Understanding and anticipating the impact of AI-based offensive tools in the field of cybersecurity

Table of Contents

At Yogosha, Offensive Security Platform, we questioned what AI applied to offensive security truly means. We therefore decided to explore the subject to try to answer several key questions:

What do the concepts we regularly see encompass: LLM, Agent, Agentic AI, Context window, MCP, Token, ReAct, etc.?
What could the future of offensive security look like, as more and more players offer AI-based tools (Xbow, CAI, and others)?
How can an agentic offensive tool be built?

In order to explore these questions, we developed —modestly— a Proof of Concept (PoC) of an automated offensive tool based on an agentic approach, where the AI no longer simply responds to instructions, but takes decisions, acts autonomously, and adapts its behavior according to what is happening.

Transposing hacker methodology into agent workflows

Rather than inventing a new paradigm, we started from a simple observation: a hacker almost always follows the same cycle:

Reconnaissance → Analysis → Attack → Analysis → Reporting → Iteration

Our PoC therefore aims to formalize this human reasoning in the form of specialized agents, capable of collaborating within the same system.

Objectives and scope of the Proof of Concept

The PoC must meet four clear functional objectives :

Retrieve a security program (Bug Bounty, Pentest, VDP): A security program allows an organization to define targets to be audited — corresponding to a perimeter of its assets — by ethical hackers, within a legal framework, in order to identify vulnerabilities.
Perform a reconnaissance phase on the program’s target to identify attack surfaces and potential weaknesses.
Perform an attack phase on the program’s target to detect potential vulnerabilities.
Report vulnerabilities to a Yogosha security program.

Assumed Constraints:

Target : Web Assets only.
Vulnerabilities: A reduced scope.
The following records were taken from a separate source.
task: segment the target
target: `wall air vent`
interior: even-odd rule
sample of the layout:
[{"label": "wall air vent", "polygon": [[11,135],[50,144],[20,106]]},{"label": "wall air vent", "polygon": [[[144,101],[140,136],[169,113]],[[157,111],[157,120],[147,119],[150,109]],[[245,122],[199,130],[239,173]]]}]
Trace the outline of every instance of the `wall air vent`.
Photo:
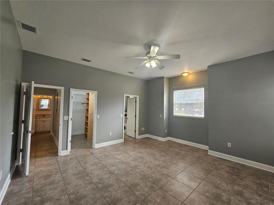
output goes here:
[{"label": "wall air vent", "polygon": [[86,58],[82,58],[81,59],[81,60],[83,60],[84,61],[86,61],[88,62],[90,62],[91,61],[91,60],[89,60],[88,59],[87,59]]},{"label": "wall air vent", "polygon": [[37,33],[37,27],[32,26],[28,24],[21,22],[20,21],[18,21],[19,22],[19,26],[21,28],[27,30],[33,33]]}]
As this is a PoC, the goal is not to cover everything, but to focus on a few types of vulnerabilities to understand the complexity of the subject (Broken Access Control, Stored XSS, Server-Side Vulnerability, Sensitive data exposure, Security misconfigurations).
Rate limiting is not taken into account for this PoC, as it is conducted on targets previously identified as load-tolerant.
The offensive tool takes the form of an entirely automated workflow, requiring no human intervention, except for target validation.

Architecture of an agent-driven offensive tool

The architecture of our offensive project relies on an agentic approach, in which each agent is specialized in a specific task and operates within a dedicated team.
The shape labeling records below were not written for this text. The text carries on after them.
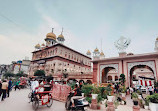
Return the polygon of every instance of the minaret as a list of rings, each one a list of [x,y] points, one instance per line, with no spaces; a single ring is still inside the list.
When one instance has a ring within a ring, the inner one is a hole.
[[[103,59],[105,58],[105,55],[103,53],[103,50],[102,50],[102,39],[101,39],[101,52],[100,52],[100,59]]]
[[[48,33],[46,35],[45,41],[46,41],[46,46],[52,46],[56,43],[56,35],[53,33],[54,28],[52,28],[52,32]]]
[[[91,52],[90,52],[90,50],[88,50],[86,54],[87,54],[88,57],[91,57]]]
[[[62,28],[61,34],[58,36],[57,39],[58,39],[58,43],[64,44],[65,38],[63,36],[63,28]]]
[[[104,58],[105,58],[105,55],[104,55],[103,51],[101,51],[101,53],[100,53],[100,59],[104,59]]]
[[[93,52],[93,59],[99,59],[99,56],[100,56],[99,49],[96,48]]]
[[[158,37],[156,38],[154,49],[155,49],[156,52],[158,52]]]
[[[39,49],[41,49],[40,44],[35,45],[35,50],[39,50]]]

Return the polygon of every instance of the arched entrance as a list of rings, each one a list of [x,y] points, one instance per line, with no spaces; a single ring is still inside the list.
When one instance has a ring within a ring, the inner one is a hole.
[[[115,76],[117,71],[114,67],[106,67],[102,70],[102,83],[107,83],[108,81],[115,81]]]
[[[135,65],[130,70],[130,86],[151,86],[154,83],[154,71],[147,65]]]

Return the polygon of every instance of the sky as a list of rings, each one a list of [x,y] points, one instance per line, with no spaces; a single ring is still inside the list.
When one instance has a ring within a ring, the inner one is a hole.
[[[84,54],[97,47],[107,58],[118,56],[121,36],[131,39],[127,53],[154,52],[158,1],[0,0],[0,64],[31,59],[34,46],[62,27],[65,45]]]

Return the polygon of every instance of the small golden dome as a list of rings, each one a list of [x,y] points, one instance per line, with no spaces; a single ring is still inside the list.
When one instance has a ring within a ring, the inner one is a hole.
[[[40,46],[40,44],[37,44],[36,46],[35,46],[35,48],[37,48],[37,49],[39,49],[41,46]]]
[[[100,55],[101,55],[101,56],[104,56],[104,53],[103,53],[103,52],[101,52],[101,53],[100,53]]]
[[[56,40],[56,35],[53,32],[50,32],[46,35],[46,38]]]
[[[90,55],[90,54],[91,54],[90,50],[88,50],[86,54],[87,54],[87,55]]]
[[[60,34],[58,37],[59,37],[59,38],[64,38],[63,34]]]
[[[99,52],[99,49],[98,49],[98,48],[96,48],[96,49],[94,50],[94,52]]]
The system is divided into three teams of agents :

Reconnaissance Team → Target mapping (network, endpoints, technologies, functional mapping).
Attack Team → Detection and validation of vulnerabilities (see list of covered vulnerabilities).
Reporting Team → Generation and publication of the security report.

Exposing offensive capabilities to agents

Transforming offensive reasoning into concrete actions requires connecting LLMs to reliable technical tools.
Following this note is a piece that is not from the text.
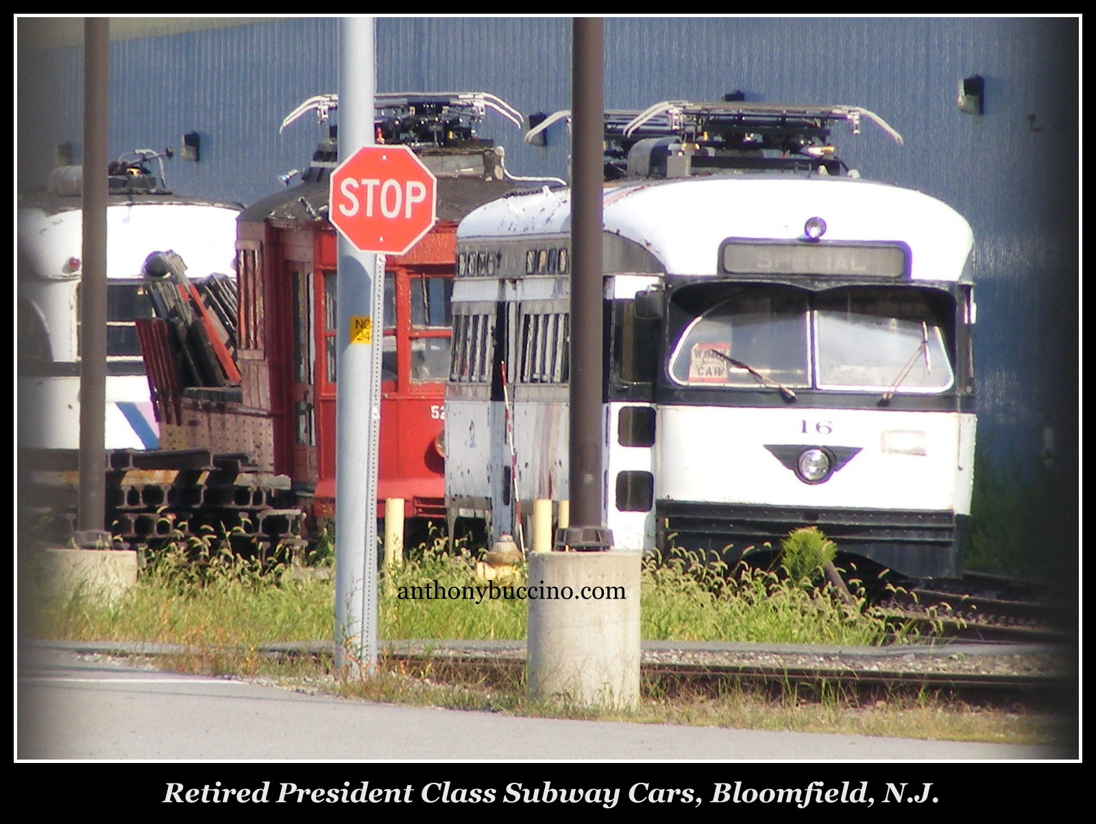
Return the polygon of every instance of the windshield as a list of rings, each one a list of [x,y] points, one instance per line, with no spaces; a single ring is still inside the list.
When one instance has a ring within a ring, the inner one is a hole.
[[[925,393],[954,384],[943,293],[763,286],[728,296],[724,286],[705,285],[674,301],[695,316],[670,356],[682,386]]]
This section presents the AI stack and the architecture implemented to expose offensive capabilities via dedicated MCP servers, with strong guarantees of isolation, control, and security.

AI Layer

The AI layer is deployed internally and connected to our VLLM. It exposes an API that agents use to send their prompts and receive responses, while keeping data and processing entirely confined to our infrastructure.

Tools

Before exposing the various tools, it is necessary to briefly introduce the concept of MCP (Model Context Protocol).

MCP is an open-source standard that allows AI applications (and therefore LLMs) to connect to external systems.

*source :* https://modelcontextprotocol.io/docs/getting-started/intro

An MCP server therefore exposes Tools that can be called by LLMs. These tools allow for interaction with external systems (querying databases, performing product actions, etc.).

Yogosha Application (via MCP Server): Exposes the main functionalities of the Yogosha application so that LLMs can use them directly (report creation, security program retrieval, etc.).

Offensif tools (via Serveur MCP): We have implemented a dedicated Offensive MCP server, designed to expose a set of tools that LLMs can invoke directly, without weighing down the main framework.

This architecture offers several advantages :

Scalability: simple addition of new offensive tools without modifying the core of the system.
Isolation & encapsulation: each offensive tool is exposed via a dedicated MCP tool, offering enhanced control.
Traceability & governance: encapsulation allows for better auditing of the use of these sensitive tools, which is essential when they are made available to an LLM.

Offensive tools

The server is a standalone PHP CLI binary, built with the php-mcp/server libraries and the symfony/process component.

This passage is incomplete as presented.